Drogba is the senior player and captain of what is generally regarded as the greatest generation of Ivorian players. With the likes of the Toure brothers, Emmanuel Eboue, Didier Zokora, Salomon Kalou and Gervinho, this is one of the greatest groups any African nation has ever produced. It qualified for the World Cups in 2006 and 2010 and both times was drawn in hideously difficult groups (with Argentina, the Netherlands and Serbia-Montenegro in 2006 and with Brazil, Portugal and North Korea in 2010). First-round exits were unfortunate but explicable.

Far less explicable is Ivory Coast's ongoing failure to repeat its Cup of Nations triumph of 1992. In 2006, it lost in the final on penalties to host Egypt. In 2008, it lost 4-1 to Egypt in the semifinals, Amr Zaki giving Kolo Toure a runaround from which he never seems quite to have recovered. In 2010, it conceded an equalizer in the final minute of a quarterfinal against Algeria and disintegrated in extra time. And in January, it lost on penalties in the final again, this time to Zambia.

With the tournament moving to odd-numbered years and another finals beginning in South Africa next month, it's hardly surprising that Drogba should be desperate for one last chance -- particularly given the level of personal responsibility he must feel. He has been a superb captain, statesman-like in orange even when he was at his most petulant in blue, always encouraging younger players. Never losing his rag -- not even with when Gervinho misplaced another simple pass, always calming flashpoints. But he also missed a sitter late in the 2006 final before failing from the penalty spot, and then missed a penalty after 70 minutes against Zambia in Libreville this year.

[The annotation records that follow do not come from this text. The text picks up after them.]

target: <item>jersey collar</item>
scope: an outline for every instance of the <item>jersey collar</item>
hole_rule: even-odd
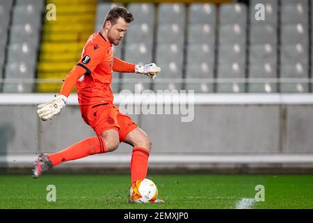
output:
[[[106,39],[104,38],[104,36],[103,36],[102,33],[100,31],[99,31],[98,33],[99,33],[99,35],[100,35],[100,36],[103,38],[103,40],[104,40],[105,42],[109,43],[109,42],[108,42],[108,41],[106,40]],[[111,43],[110,43],[110,45],[111,45]]]

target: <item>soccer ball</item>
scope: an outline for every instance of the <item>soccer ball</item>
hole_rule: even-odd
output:
[[[158,189],[152,180],[145,178],[131,184],[130,199],[137,203],[152,203],[158,197]]]

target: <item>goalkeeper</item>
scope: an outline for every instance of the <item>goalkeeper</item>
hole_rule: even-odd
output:
[[[131,183],[146,177],[150,140],[130,117],[113,104],[110,88],[112,71],[136,72],[154,78],[161,70],[154,63],[141,66],[113,56],[112,45],[118,45],[133,20],[132,14],[126,8],[113,8],[101,31],[90,36],[80,61],[66,77],[58,96],[38,105],[37,113],[42,121],[58,114],[76,84],[81,116],[97,137],[85,139],[56,153],[41,154],[34,164],[34,178],[61,162],[113,151],[121,141],[134,146],[130,163]],[[156,202],[163,201],[157,199]]]

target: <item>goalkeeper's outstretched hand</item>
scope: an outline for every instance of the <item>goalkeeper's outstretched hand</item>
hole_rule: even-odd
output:
[[[53,116],[60,113],[61,110],[65,107],[67,98],[63,95],[59,95],[56,99],[38,105],[37,114],[42,121],[47,121]]]
[[[161,71],[161,68],[154,63],[145,64],[145,66],[136,65],[135,72],[139,74],[144,74],[148,77],[154,79],[156,74]]]

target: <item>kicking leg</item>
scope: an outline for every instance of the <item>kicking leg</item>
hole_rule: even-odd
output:
[[[146,178],[152,143],[148,135],[139,128],[130,132],[125,142],[134,146],[130,164],[133,184],[137,180]],[[131,203],[130,197],[129,201]],[[164,201],[157,198],[154,203],[164,203]]]
[[[145,132],[136,128],[127,134],[125,142],[134,146],[130,164],[133,183],[145,178],[147,175],[151,141]]]

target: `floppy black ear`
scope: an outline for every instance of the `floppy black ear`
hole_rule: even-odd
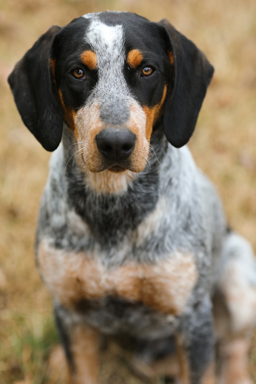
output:
[[[58,146],[62,133],[62,109],[50,61],[54,37],[61,29],[52,26],[41,36],[8,78],[23,122],[50,151]]]
[[[214,71],[204,54],[167,20],[160,26],[170,62],[170,81],[164,109],[164,132],[179,148],[192,135]]]

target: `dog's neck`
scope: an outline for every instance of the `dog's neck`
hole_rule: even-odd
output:
[[[162,172],[161,163],[167,145],[163,132],[159,126],[153,132],[151,153],[142,172],[135,174],[126,171],[115,174],[104,171],[92,174],[84,170],[81,159],[73,161],[78,150],[75,138],[68,127],[64,127],[63,166],[69,205],[103,243],[120,241],[155,207],[159,173]]]

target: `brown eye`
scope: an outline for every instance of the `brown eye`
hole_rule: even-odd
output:
[[[149,76],[153,72],[153,68],[151,67],[145,67],[141,71],[144,76]]]
[[[76,68],[72,71],[72,74],[76,79],[82,79],[84,76],[84,79],[86,78],[84,72],[81,68]]]

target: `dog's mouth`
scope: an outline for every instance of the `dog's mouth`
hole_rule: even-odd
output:
[[[114,173],[120,173],[121,172],[124,172],[128,169],[116,164],[115,166],[110,167],[108,169],[111,172],[114,172]]]

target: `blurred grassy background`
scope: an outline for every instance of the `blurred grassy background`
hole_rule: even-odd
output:
[[[24,126],[6,81],[14,65],[52,25],[89,12],[127,10],[168,19],[206,54],[215,73],[190,147],[216,185],[231,226],[256,250],[255,0],[0,0],[0,382],[62,382],[50,298],[35,266],[33,242],[50,154]],[[102,381],[142,382],[116,346]],[[256,383],[256,340],[251,354]],[[119,367],[117,370],[116,364]],[[162,382],[157,378],[154,382]]]

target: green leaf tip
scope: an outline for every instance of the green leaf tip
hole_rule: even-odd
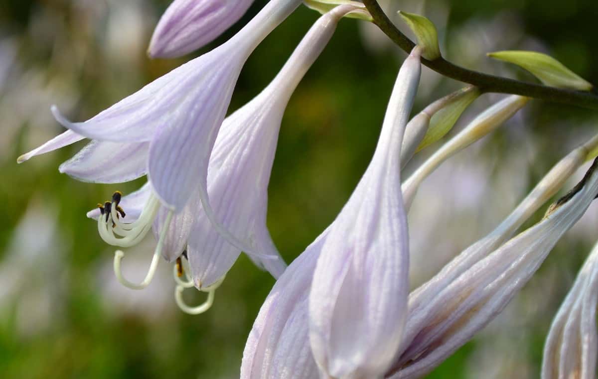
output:
[[[417,44],[423,49],[422,56],[428,60],[440,57],[438,33],[431,21],[419,14],[399,11],[399,14],[417,38]]]
[[[536,51],[507,50],[489,53],[489,57],[514,63],[529,71],[546,85],[589,91],[592,84],[550,56]]]
[[[372,18],[370,12],[367,11],[364,3],[361,1],[353,1],[353,0],[303,0],[303,4],[310,9],[319,12],[322,14],[327,13],[338,5],[343,4],[349,4],[354,5],[361,9],[356,10],[352,12],[347,13],[344,17],[350,19],[358,19],[372,22],[374,19]]]
[[[448,103],[432,115],[428,132],[416,152],[432,145],[450,132],[461,114],[480,94],[479,88],[475,87],[465,87],[457,92]]]

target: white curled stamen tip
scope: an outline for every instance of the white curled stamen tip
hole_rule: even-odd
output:
[[[212,307],[212,304],[214,302],[216,290],[222,284],[225,276],[223,276],[211,286],[200,290],[202,292],[208,292],[208,298],[202,304],[196,307],[190,307],[185,304],[185,301],[183,300],[183,291],[185,291],[185,288],[181,285],[176,286],[176,288],[175,289],[175,301],[176,302],[176,305],[181,308],[181,310],[188,314],[200,314],[208,311]]]
[[[158,268],[158,263],[160,262],[160,255],[162,252],[162,247],[164,246],[164,240],[166,237],[166,233],[168,231],[168,228],[170,225],[170,220],[172,219],[172,211],[168,212],[168,215],[166,216],[166,220],[164,224],[164,227],[160,233],[160,239],[158,240],[158,244],[155,247],[155,250],[154,251],[154,256],[152,257],[151,264],[150,265],[150,270],[148,271],[148,273],[145,275],[145,278],[143,280],[141,283],[135,283],[129,282],[127,279],[124,279],[123,276],[123,273],[121,268],[121,261],[123,260],[123,258],[124,256],[124,253],[121,250],[117,250],[114,253],[114,274],[116,275],[116,278],[125,287],[130,288],[131,289],[143,289],[150,285],[151,283],[151,280],[154,279],[154,275],[155,274],[156,269]]]

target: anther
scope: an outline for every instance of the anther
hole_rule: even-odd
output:
[[[124,277],[123,276],[123,273],[121,271],[121,261],[123,260],[123,258],[124,256],[124,253],[120,250],[117,250],[116,253],[115,253],[114,262],[114,274],[116,275],[117,279],[123,286],[128,287],[131,289],[143,289],[150,285],[152,279],[154,278],[154,275],[155,274],[156,268],[158,267],[158,263],[160,262],[160,255],[162,253],[162,248],[164,246],[164,242],[166,239],[166,233],[168,231],[168,228],[170,225],[170,221],[172,219],[172,211],[168,212],[168,214],[166,215],[166,219],[164,223],[164,226],[163,227],[162,230],[160,233],[160,238],[158,239],[158,244],[156,245],[155,250],[154,250],[154,256],[152,257],[151,263],[150,264],[150,270],[148,271],[145,279],[144,279],[141,283],[137,284],[129,282],[127,279],[124,279]]]
[[[187,262],[187,250],[184,250],[181,255],[185,257],[185,260],[184,261],[180,256],[176,259],[176,263],[173,267],[174,270],[172,276],[175,278],[175,282],[177,285],[183,288],[191,288],[195,285],[193,283],[193,280],[189,277],[189,274],[187,274],[187,273],[191,271],[188,267],[189,264],[187,264],[187,267],[185,266],[184,262]],[[187,281],[182,279],[184,275],[187,278]]]
[[[115,209],[116,209],[116,211],[118,212],[118,213],[120,215],[120,216],[122,217],[123,218],[124,218],[124,216],[127,215],[127,213],[124,213],[124,210],[123,209],[123,208],[120,205],[116,206],[116,207],[115,207]]]
[[[112,203],[118,206],[120,203],[121,199],[123,198],[123,192],[120,191],[115,191],[112,194]]]
[[[110,212],[112,210],[112,203],[110,201],[106,201],[104,203],[104,210],[106,213],[106,222],[108,222],[108,220],[110,219]]]
[[[183,276],[183,262],[181,261],[181,257],[176,258],[176,276],[181,277]]]

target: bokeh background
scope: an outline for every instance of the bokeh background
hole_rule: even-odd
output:
[[[203,50],[152,60],[145,50],[168,0],[0,0],[0,377],[238,377],[271,277],[242,257],[213,308],[197,316],[176,307],[167,264],[145,291],[124,288],[112,272],[113,248],[85,214],[114,190],[131,191],[144,179],[98,185],[59,174],[59,164],[83,143],[22,165],[16,160],[62,132],[51,105],[86,120],[221,43],[265,2],[257,0]],[[533,81],[485,53],[535,50],[598,83],[594,0],[382,2],[389,11],[431,19],[443,53],[455,63]],[[317,17],[302,7],[260,45],[231,110],[269,82]],[[269,208],[271,233],[289,262],[334,219],[367,166],[405,56],[372,25],[343,20],[291,99]],[[460,85],[425,70],[414,110]],[[501,97],[480,98],[450,135]],[[425,182],[410,214],[412,285],[489,232],[552,164],[598,132],[597,121],[595,112],[533,102],[445,163]],[[438,145],[416,156],[406,175]],[[551,320],[598,239],[597,212],[591,207],[502,314],[429,377],[538,377]],[[148,237],[130,249],[124,271],[132,279],[144,274],[154,243]],[[200,295],[186,298],[202,301]]]

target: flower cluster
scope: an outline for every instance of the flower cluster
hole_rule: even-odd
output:
[[[412,156],[446,134],[481,91],[465,87],[410,119],[422,58],[434,60],[440,53],[431,23],[402,14],[419,44],[399,71],[371,161],[335,219],[286,267],[266,227],[267,187],[283,114],[340,20],[368,18],[363,4],[307,2],[324,15],[270,84],[225,116],[245,60],[301,2],[270,0],[223,44],[86,121],[72,122],[53,108],[68,130],[19,161],[87,138],[91,142],[60,166],[61,172],[94,183],[147,176],[137,191],[116,191],[87,214],[96,221],[100,237],[119,247],[136,245],[152,231],[157,245],[141,282],[124,277],[124,253],[116,251],[115,273],[127,287],[147,286],[163,258],[173,263],[178,305],[196,314],[210,308],[242,252],[276,278],[249,336],[242,378],[419,378],[499,314],[585,212],[598,194],[598,161],[542,220],[517,233],[594,157],[598,136],[555,165],[493,231],[410,292],[407,215],[420,184],[530,99],[511,95],[493,105],[402,180],[402,168]],[[149,53],[172,57],[193,51],[238,20],[252,3],[175,0],[155,29]],[[570,81],[554,82],[572,85]],[[584,81],[585,89],[587,84]],[[554,320],[544,378],[593,377],[596,251]],[[184,290],[193,287],[208,293],[204,304],[190,307],[183,301]]]

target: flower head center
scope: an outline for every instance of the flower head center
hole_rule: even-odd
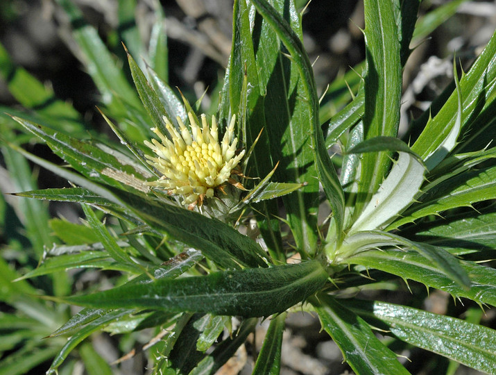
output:
[[[191,131],[178,117],[179,131],[164,118],[169,138],[154,128],[152,131],[160,138],[145,141],[157,157],[147,156],[148,163],[163,176],[157,181],[148,183],[162,188],[171,194],[184,197],[183,204],[190,207],[203,203],[203,199],[214,196],[215,188],[228,181],[232,170],[244,155],[244,150],[236,154],[237,139],[234,137],[236,117],[232,117],[222,141],[219,141],[217,123],[212,117],[212,126],[201,116],[200,128],[195,117],[188,113]]]

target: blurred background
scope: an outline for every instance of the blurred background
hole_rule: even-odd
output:
[[[300,9],[305,2],[298,0]],[[421,15],[450,3],[443,0],[422,1]],[[430,104],[431,99],[442,92],[451,81],[453,60],[459,59],[466,69],[496,28],[496,2],[451,1],[456,3],[456,10],[429,38],[416,45],[404,69],[404,85],[402,107],[400,132],[407,131],[410,119],[418,116]],[[125,53],[121,44],[125,27],[119,24],[117,0],[74,0],[83,11],[86,22],[92,24],[105,41],[109,49],[121,61]],[[230,0],[177,0],[159,2],[137,0],[135,20],[140,37],[150,38],[154,9],[161,6],[165,15],[169,55],[169,83],[179,87],[185,96],[194,101],[206,92],[202,109],[207,112],[215,106],[222,77],[228,63],[231,47],[232,1]],[[365,56],[363,35],[364,6],[361,0],[313,0],[303,13],[304,43],[314,61],[314,69],[319,94],[323,94],[327,85],[342,76],[352,67],[363,61]],[[149,22],[148,22],[149,20]],[[124,25],[125,26],[125,25]],[[56,97],[71,103],[87,124],[88,128],[108,133],[101,116],[96,110],[101,102],[93,81],[80,62],[78,49],[71,40],[70,26],[65,13],[51,0],[1,0],[0,3],[0,43],[7,50],[14,63],[26,69],[46,85],[53,88]],[[137,60],[139,56],[135,56]],[[0,64],[2,62],[0,60]],[[123,69],[127,69],[126,63]],[[19,108],[10,94],[8,77],[0,76],[0,107]],[[351,95],[350,96],[351,98]],[[329,116],[336,113],[342,103],[334,103],[332,97],[324,97]],[[109,133],[109,136],[112,135]],[[44,158],[54,158],[48,149],[33,146],[30,150]],[[6,176],[5,162],[0,160],[0,174]],[[65,181],[54,179],[52,175],[40,171],[37,176],[40,188],[66,185]],[[8,178],[2,178],[0,188],[12,192]],[[13,208],[19,199],[6,196],[8,204]],[[77,222],[80,215],[78,206],[51,203],[53,217],[62,215]],[[8,220],[8,219],[7,219]],[[0,228],[0,246],[8,242],[6,227]],[[420,290],[422,285],[410,285]],[[422,287],[422,288],[420,288]],[[441,292],[428,294],[423,292],[411,294],[405,287],[395,291],[394,296],[382,292],[369,292],[366,298],[379,298],[410,306],[422,306],[441,314],[459,314],[472,306],[454,303],[451,297]],[[0,305],[0,307],[3,305]],[[477,306],[476,309],[478,309]],[[495,328],[495,312],[488,310],[483,322]],[[251,349],[246,353],[248,358],[259,348],[266,326],[262,324],[252,338]],[[288,319],[287,340],[283,343],[284,368],[282,374],[345,374],[349,368],[341,363],[342,356],[327,334],[319,335],[320,324],[314,317],[295,313]],[[310,329],[311,328],[311,329]],[[101,335],[100,354],[108,362],[116,359],[115,340]],[[253,348],[255,348],[255,349]],[[413,374],[439,374],[446,367],[445,360],[426,355],[420,349],[405,349],[402,355],[414,360],[420,367],[409,368]],[[253,358],[253,357],[252,357]],[[137,356],[123,365],[118,373],[141,374],[146,362]],[[402,362],[407,360],[402,358]],[[230,369],[222,374],[249,374],[247,360],[239,360]],[[249,360],[248,360],[249,362]],[[242,365],[240,365],[241,363]],[[46,364],[45,364],[46,365]],[[41,369],[46,365],[40,366]],[[38,370],[36,370],[38,371]],[[31,372],[36,374],[37,372]],[[477,374],[460,367],[456,374]]]

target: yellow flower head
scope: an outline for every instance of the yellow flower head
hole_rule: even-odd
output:
[[[147,155],[148,162],[163,175],[148,185],[182,196],[182,204],[192,209],[196,204],[201,206],[205,197],[213,197],[216,188],[222,189],[245,151],[236,154],[236,116],[232,116],[221,142],[215,116],[212,117],[212,126],[209,126],[207,117],[202,115],[201,128],[191,112],[188,117],[191,132],[179,117],[177,119],[180,131],[164,117],[170,139],[157,128],[153,128],[152,131],[162,143],[155,139],[144,143],[157,156]]]

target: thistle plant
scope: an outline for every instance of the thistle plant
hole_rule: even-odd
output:
[[[191,133],[180,117],[177,121],[180,133],[164,117],[171,140],[153,128],[152,131],[160,138],[162,144],[156,140],[152,140],[151,143],[145,140],[144,143],[157,154],[157,157],[146,156],[149,164],[162,174],[158,181],[148,185],[182,197],[181,203],[193,209],[197,204],[202,206],[205,198],[213,197],[216,190],[225,194],[223,190],[225,182],[242,188],[231,178],[231,174],[245,151],[236,155],[238,141],[234,136],[236,115],[232,116],[221,143],[215,116],[212,117],[210,127],[207,117],[202,115],[201,129],[192,113],[188,113],[188,117]]]
[[[448,374],[459,363],[495,374],[496,331],[481,324],[479,312],[496,306],[490,261],[496,244],[496,34],[466,72],[454,61],[452,84],[411,122],[407,142],[397,135],[411,44],[461,2],[418,19],[418,1],[366,0],[366,60],[345,75],[353,95],[341,98],[342,108],[330,115],[326,100],[339,95],[344,80],[331,85],[320,105],[302,15],[291,1],[234,1],[220,99],[200,119],[167,84],[157,58],[166,56],[160,33],[143,63],[132,56],[142,46],[123,40],[131,51],[126,49],[131,86],[95,30],[74,28],[82,62],[102,94],[102,115],[120,142],[97,133],[84,139],[83,120],[61,102],[55,115],[8,110],[3,118],[9,130],[2,152],[11,172],[27,159],[70,183],[45,190],[31,184],[15,195],[78,202],[85,219],[53,219],[53,237],[30,232],[39,264],[22,274],[0,263],[8,291],[3,301],[17,311],[0,315],[0,329],[10,337],[9,322],[35,326],[40,318],[26,308],[31,303],[46,317],[40,332],[49,336],[10,348],[0,368],[22,373],[29,365],[16,368],[16,358],[29,345],[42,345],[42,360],[53,358],[48,374],[70,371],[76,360],[112,373],[90,337],[105,331],[132,342],[123,344],[114,366],[137,348],[153,374],[214,374],[267,319],[253,373],[278,374],[286,318],[307,311],[356,374],[413,372],[419,360],[399,357],[407,349],[447,358]],[[57,3],[80,23],[71,1]],[[160,30],[160,7],[155,15]],[[34,101],[24,100],[29,109]],[[16,136],[15,126],[26,135]],[[70,167],[21,147],[33,135]],[[330,215],[318,221],[326,208]],[[257,231],[246,235],[240,226],[248,220]],[[295,258],[301,260],[292,264]],[[112,288],[67,288],[74,277],[67,270],[87,268],[114,275]],[[52,290],[33,287],[40,277]],[[449,293],[467,306],[463,314],[420,308],[429,290]],[[411,297],[393,303],[370,290],[408,290]],[[69,314],[65,304],[84,308],[60,323]],[[46,317],[50,309],[55,317]],[[144,342],[137,332],[147,335]]]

Would Drogba have retired altogether in May if Ivory Coast had won in Libreville? Perhaps not, but the temptation would have been far greater. And if South Africa is his prime target, all Drogba had to do after leaving Chelsea was find a club where he could play at a level decent enough to retain sharpness -- preferably while making a reasonable wage. Shanghai Shenhua seemed to offer that opportunity but, with rumors of unpaid wages from the start, that did not work out.

Now Drogba is seeking a contract back in Europe and, intriguingly, seems insistent on a two-year contract, taking him to 2014, the same term as his Shenhua contract, which suggests he may be eyeing the World Cup in Brazil as his swansong (although it only drew in Morocco, Ivory Coast is atop its qualifying group). He had been in talks with Juventus, in clear need of a striker, but those seem to have broken down on the basis that the club was willingly only to offer a six-month loan deal.

"Transfer talk seems disrespectful to the players in my team, especially at the current moment," Juventus manager Antonio Conte said. "It's a critical time as far as the economy is concerned and it's the same for several other teams. We won't be signing any top players because we're not in a position to. Neither us, nor other top teams in the Italian league."

That rather cuts down Drogba's options. He has been training with Chelsea -- and it could desperately do with a backup for Fernando Torres -- but at this stage there seems little desire on either his part or that of the club to return to the situation of a year ago. If Chelsea fails to land its preferred targets in January, of course, that could change, and it's possible that if better offers aren't forthcoming, Drogba may reconsider a loan move.

But for now, Drogba has two goals in January: the first is to win the Cup of Nations and tick another item off his to-do list. The second is to find a club to keep him going for the World Cup.